The co-author of the letter is a professor at the University of Denver's Sturm College of Law.
The letter campaign, first reported in Bloomberg Law last week, calls on members of Congress to do everything in their power to get President-elect Donald Trump to rescind his appointment of Stephen Bannon as his chief strategist. Bannon is the former head of Breitbart News and ran Trump's campaign.
The letter was delivered Wednesday to members of Congress and to Trump's transition team with 15,000 signatures.
Nancy Leong, an associate professor at DU and one of the letter's authors, told Huffington Post that the signatures were all matched to bar numbers and that she and other letter organizers manually removed signatures associated with email addresses that appeared fake.
That is, to the best of their ability, this letter represents the concerns of some 15,000 actual attorneys from across the political spectrum.
These are their objections to Bannon:
Mr. Bannon has demonstrated his opposition to the stable, democratic form of government that our profession embraces and strives to maintain. His words could not be more clear: “Lenin wanted to destroy the state, and that’s my goal, too . . . I want to bring everything crashing down, and destroy all of today’s establishment.” This contempt for our longstanding governmental institutions has no place in a crucial leadership position.

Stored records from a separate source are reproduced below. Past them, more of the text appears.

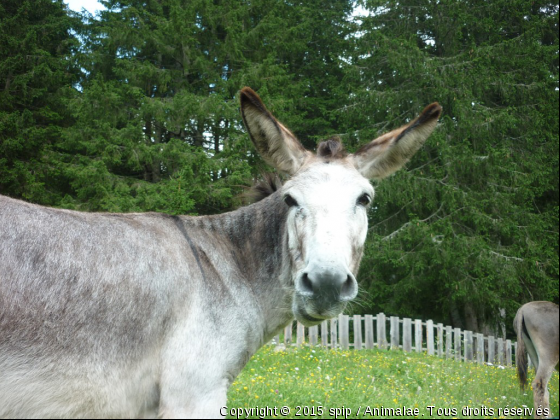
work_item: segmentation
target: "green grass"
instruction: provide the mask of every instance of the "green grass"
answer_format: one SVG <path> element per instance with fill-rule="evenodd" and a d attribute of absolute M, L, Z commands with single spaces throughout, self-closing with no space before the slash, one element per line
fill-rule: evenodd
<path fill-rule="evenodd" d="M 557 372 L 549 391 L 551 410 L 558 415 Z M 231 386 L 228 408 L 269 407 L 267 418 L 344 418 L 343 407 L 351 410 L 346 411 L 350 418 L 531 418 L 506 415 L 509 413 L 499 409 L 533 408 L 532 398 L 530 389 L 519 389 L 514 368 L 402 351 L 332 351 L 304 346 L 277 352 L 265 346 Z M 434 407 L 432 414 L 429 406 Z M 290 414 L 283 416 L 281 407 L 289 407 Z M 374 408 L 382 407 L 407 407 L 417 409 L 418 414 L 372 415 Z M 469 414 L 462 411 L 465 407 L 481 412 Z M 246 414 L 241 413 L 240 418 L 259 418 L 258 412 Z"/>

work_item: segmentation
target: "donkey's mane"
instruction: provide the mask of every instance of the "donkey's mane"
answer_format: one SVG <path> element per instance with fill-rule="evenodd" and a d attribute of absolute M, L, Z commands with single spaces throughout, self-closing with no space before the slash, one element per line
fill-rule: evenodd
<path fill-rule="evenodd" d="M 340 137 L 334 136 L 322 141 L 317 146 L 317 156 L 325 160 L 343 159 L 347 156 Z M 243 201 L 246 204 L 256 203 L 274 194 L 282 187 L 282 179 L 278 174 L 265 172 L 248 191 L 243 193 Z"/>
<path fill-rule="evenodd" d="M 265 172 L 252 187 L 242 194 L 243 202 L 246 204 L 256 203 L 274 194 L 282 188 L 282 179 L 275 173 Z"/>

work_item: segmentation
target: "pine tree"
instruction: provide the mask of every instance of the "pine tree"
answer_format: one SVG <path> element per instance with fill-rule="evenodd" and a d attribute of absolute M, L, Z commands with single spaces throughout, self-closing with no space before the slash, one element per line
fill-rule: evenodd
<path fill-rule="evenodd" d="M 408 171 L 379 185 L 369 309 L 482 331 L 501 308 L 558 301 L 558 5 L 365 5 L 350 73 L 363 88 L 343 118 L 358 141 L 444 109 Z"/>
<path fill-rule="evenodd" d="M 58 146 L 71 125 L 79 26 L 62 0 L 0 4 L 0 193 L 54 204 L 64 194 Z"/>

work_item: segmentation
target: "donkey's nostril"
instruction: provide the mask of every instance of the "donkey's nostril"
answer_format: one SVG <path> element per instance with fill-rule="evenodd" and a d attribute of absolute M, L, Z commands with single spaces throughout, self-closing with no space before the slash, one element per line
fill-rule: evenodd
<path fill-rule="evenodd" d="M 304 293 L 313 294 L 313 282 L 311 281 L 307 273 L 303 273 L 303 276 L 301 276 L 301 289 L 301 291 Z"/>
<path fill-rule="evenodd" d="M 358 292 L 358 287 L 356 280 L 351 275 L 346 276 L 346 281 L 342 285 L 342 290 L 340 291 L 340 298 L 342 300 L 352 300 L 356 297 Z"/>

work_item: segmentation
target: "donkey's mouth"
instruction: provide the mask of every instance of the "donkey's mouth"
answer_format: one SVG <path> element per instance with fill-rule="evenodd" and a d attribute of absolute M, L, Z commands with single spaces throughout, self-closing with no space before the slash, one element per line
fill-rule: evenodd
<path fill-rule="evenodd" d="M 321 313 L 317 313 L 315 310 L 309 308 L 309 306 L 313 306 L 310 305 L 309 301 L 307 305 L 298 305 L 294 302 L 293 312 L 297 321 L 301 322 L 306 327 L 313 327 L 340 314 L 346 307 L 346 302 L 336 303 L 328 311 L 323 311 Z"/>
<path fill-rule="evenodd" d="M 305 309 L 300 309 L 298 312 L 294 312 L 294 315 L 296 319 L 306 327 L 312 327 L 313 325 L 320 324 L 324 321 L 324 319 L 309 315 Z"/>

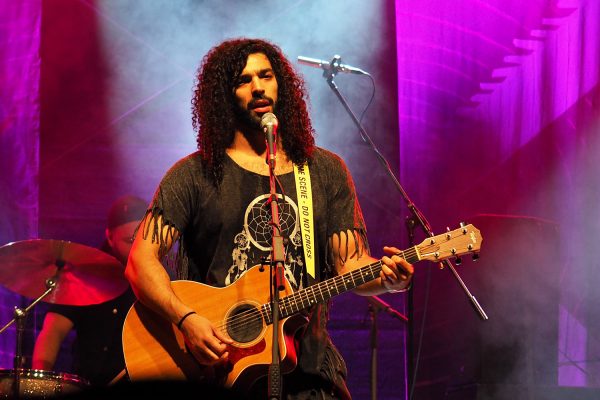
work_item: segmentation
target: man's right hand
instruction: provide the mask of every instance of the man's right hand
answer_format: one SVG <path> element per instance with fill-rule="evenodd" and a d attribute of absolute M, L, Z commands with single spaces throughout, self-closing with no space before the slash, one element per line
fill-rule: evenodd
<path fill-rule="evenodd" d="M 227 345 L 233 344 L 233 340 L 207 318 L 190 315 L 183 321 L 181 332 L 188 349 L 200 364 L 210 366 L 227 362 Z"/>

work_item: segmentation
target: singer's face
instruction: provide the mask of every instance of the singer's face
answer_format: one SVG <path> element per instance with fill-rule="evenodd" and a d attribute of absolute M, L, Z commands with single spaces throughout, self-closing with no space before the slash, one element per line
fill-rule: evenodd
<path fill-rule="evenodd" d="M 248 56 L 237 78 L 235 98 L 243 120 L 260 128 L 260 118 L 273 112 L 277 102 L 277 78 L 267 56 L 262 53 Z"/>

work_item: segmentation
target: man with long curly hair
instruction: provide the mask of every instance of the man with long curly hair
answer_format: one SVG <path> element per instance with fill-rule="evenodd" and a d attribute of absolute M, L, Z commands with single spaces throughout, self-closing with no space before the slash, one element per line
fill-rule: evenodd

Mr. Bannon has also enabled and promoted white supremacy. Under his leadership, Breitbart News has become what Mr. Bannon himself describes as "a platform for the alt-right" -- another term for white nationalism. Through Breitbart, Mr. Bannon has intentionally legitimized racism, anti-Semitism, and other hate-based ideologies. Such bigotry runs counter to the values enshrined in the Constitution we promised to defend. Indeed, it threatens democracy itself by undermining the equality of all citizens.
Bannon's appointment has drawn praise from white supremacists and strong criticism from a variety of quarters. Colorado Democrats signed on to a letter opposing the appointment and some issued their own statements, while Republicans have stayed largely quiet.

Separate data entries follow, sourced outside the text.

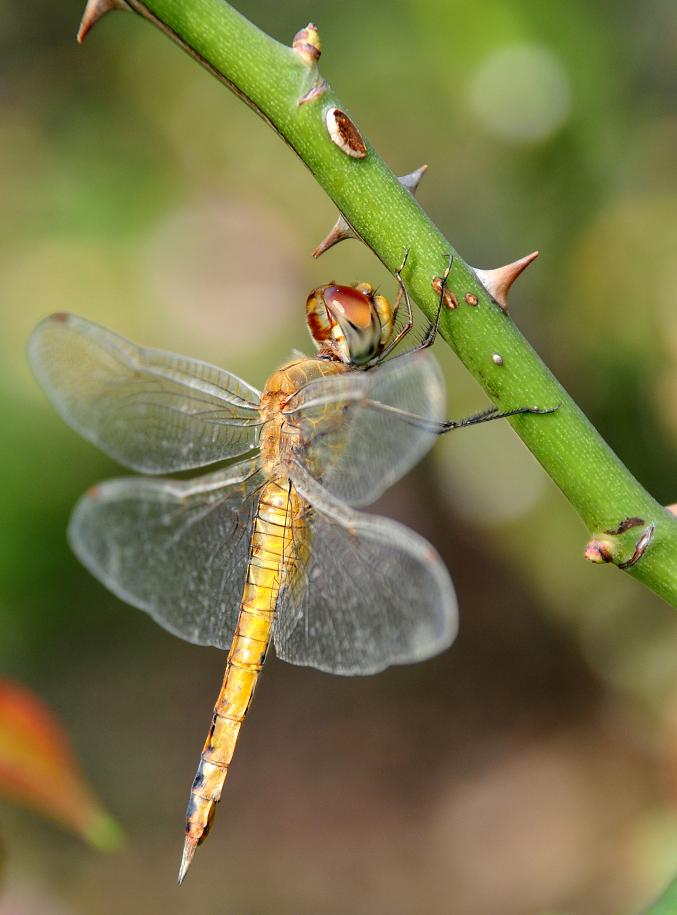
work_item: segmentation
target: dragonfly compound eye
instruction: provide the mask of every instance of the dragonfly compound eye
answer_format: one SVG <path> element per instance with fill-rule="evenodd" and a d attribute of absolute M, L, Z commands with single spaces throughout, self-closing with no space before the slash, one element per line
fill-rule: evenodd
<path fill-rule="evenodd" d="M 372 297 L 353 286 L 337 285 L 326 286 L 322 297 L 339 358 L 354 365 L 369 362 L 381 342 L 381 322 Z"/>

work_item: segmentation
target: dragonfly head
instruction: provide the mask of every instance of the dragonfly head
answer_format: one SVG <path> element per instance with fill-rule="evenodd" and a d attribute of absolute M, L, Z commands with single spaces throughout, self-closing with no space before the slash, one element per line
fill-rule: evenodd
<path fill-rule="evenodd" d="M 393 308 L 369 283 L 327 283 L 308 296 L 310 336 L 325 355 L 349 365 L 366 365 L 383 350 L 393 332 Z"/>

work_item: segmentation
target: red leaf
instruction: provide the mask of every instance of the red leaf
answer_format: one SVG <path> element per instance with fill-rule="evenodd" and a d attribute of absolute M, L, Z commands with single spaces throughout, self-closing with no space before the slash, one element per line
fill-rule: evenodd
<path fill-rule="evenodd" d="M 61 725 L 37 696 L 2 679 L 0 796 L 56 820 L 98 848 L 120 844 L 120 828 L 87 786 Z"/>

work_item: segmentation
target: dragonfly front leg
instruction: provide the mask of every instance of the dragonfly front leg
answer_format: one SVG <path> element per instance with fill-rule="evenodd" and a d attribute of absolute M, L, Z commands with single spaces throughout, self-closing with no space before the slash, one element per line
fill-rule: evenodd
<path fill-rule="evenodd" d="M 404 252 L 404 259 L 402 260 L 402 264 L 400 265 L 399 269 L 395 272 L 395 277 L 397 279 L 397 282 L 399 283 L 400 291 L 397 294 L 397 301 L 395 302 L 395 306 L 393 309 L 393 320 L 395 320 L 395 318 L 397 317 L 397 312 L 400 307 L 400 303 L 401 303 L 402 299 L 404 298 L 405 305 L 407 306 L 407 320 L 406 320 L 402 330 L 400 330 L 400 332 L 394 337 L 393 340 L 390 341 L 390 343 L 385 347 L 385 349 L 382 350 L 382 352 L 380 352 L 378 354 L 378 357 L 372 363 L 373 365 L 380 365 L 380 363 L 382 363 L 383 360 L 390 353 L 392 353 L 392 351 L 395 349 L 395 347 L 398 345 L 398 343 L 400 343 L 406 337 L 406 335 L 409 333 L 409 331 L 414 326 L 414 313 L 413 313 L 412 307 L 411 307 L 411 299 L 409 298 L 409 293 L 407 292 L 407 287 L 404 285 L 404 282 L 402 280 L 402 271 L 404 270 L 408 257 L 409 257 L 409 248 L 407 248 L 406 251 Z M 443 307 L 445 299 L 446 299 L 447 279 L 449 278 L 449 273 L 451 272 L 451 266 L 453 263 L 454 263 L 454 255 L 450 254 L 449 263 L 447 264 L 446 270 L 444 271 L 444 274 L 439 278 L 440 279 L 439 300 L 437 302 L 437 312 L 435 313 L 435 320 L 432 321 L 430 326 L 428 327 L 425 337 L 416 346 L 413 346 L 411 349 L 406 350 L 406 352 L 404 352 L 404 353 L 399 353 L 397 358 L 399 358 L 400 356 L 409 356 L 412 353 L 419 352 L 419 350 L 427 349 L 429 346 L 432 346 L 433 343 L 435 342 L 435 338 L 437 337 L 437 332 L 439 331 L 439 328 L 440 328 L 440 317 L 442 315 L 442 307 Z"/>
<path fill-rule="evenodd" d="M 446 270 L 444 271 L 444 273 L 442 274 L 441 277 L 438 277 L 440 289 L 439 289 L 439 299 L 437 301 L 437 312 L 435 313 L 435 320 L 428 327 L 428 331 L 427 331 L 425 337 L 423 338 L 423 340 L 421 340 L 421 342 L 418 344 L 418 346 L 415 346 L 413 349 L 409 350 L 410 353 L 416 353 L 419 350 L 427 349 L 429 346 L 432 346 L 433 343 L 435 342 L 437 333 L 440 329 L 440 317 L 442 315 L 442 306 L 444 305 L 444 302 L 446 301 L 447 280 L 449 279 L 449 274 L 451 273 L 451 267 L 452 267 L 453 263 L 454 263 L 454 255 L 450 254 L 449 263 L 447 264 Z"/>
<path fill-rule="evenodd" d="M 392 351 L 395 349 L 395 347 L 398 345 L 398 343 L 401 343 L 402 340 L 404 340 L 404 338 L 407 336 L 409 331 L 414 326 L 414 312 L 412 311 L 412 308 L 411 308 L 411 300 L 409 298 L 409 293 L 407 292 L 407 287 L 404 285 L 404 282 L 402 280 L 402 271 L 404 270 L 404 268 L 407 264 L 408 258 L 409 258 L 409 248 L 405 248 L 404 257 L 402 258 L 402 263 L 395 271 L 395 279 L 397 280 L 400 288 L 397 293 L 397 299 L 395 300 L 395 304 L 393 306 L 393 318 L 392 318 L 393 324 L 394 324 L 395 320 L 397 319 L 397 313 L 400 310 L 400 305 L 402 304 L 402 299 L 404 298 L 404 304 L 407 306 L 407 319 L 404 322 L 404 327 L 402 328 L 402 330 L 400 330 L 393 337 L 393 339 L 390 341 L 390 343 L 388 343 L 387 346 L 381 350 L 381 352 L 378 354 L 376 359 L 373 361 L 372 365 L 379 365 L 381 362 L 383 362 L 383 360 L 386 358 L 386 356 L 388 356 L 390 353 L 392 353 Z"/>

Some Republicans have defended Bannon by saying they know him personally, and he is not a white supremacist or an anti-Semite. Newt Gingrich made the highly questionable assertion that Bannon couldn't be an anti-Semite because he worked at Goldman Sachs and in Hollywood.
"It is not relevant whether Bannon himself is a white supremacist, an anti-Semite, etc.," Leong told Huffington Post. "He has shown himself willing to profit personally from a website that encourages those ideologies (he himself has called Breitbart 'the platform for the alt-right'). That’s more than enough to demonstrate that he shouldn’t hold a key position in the White House."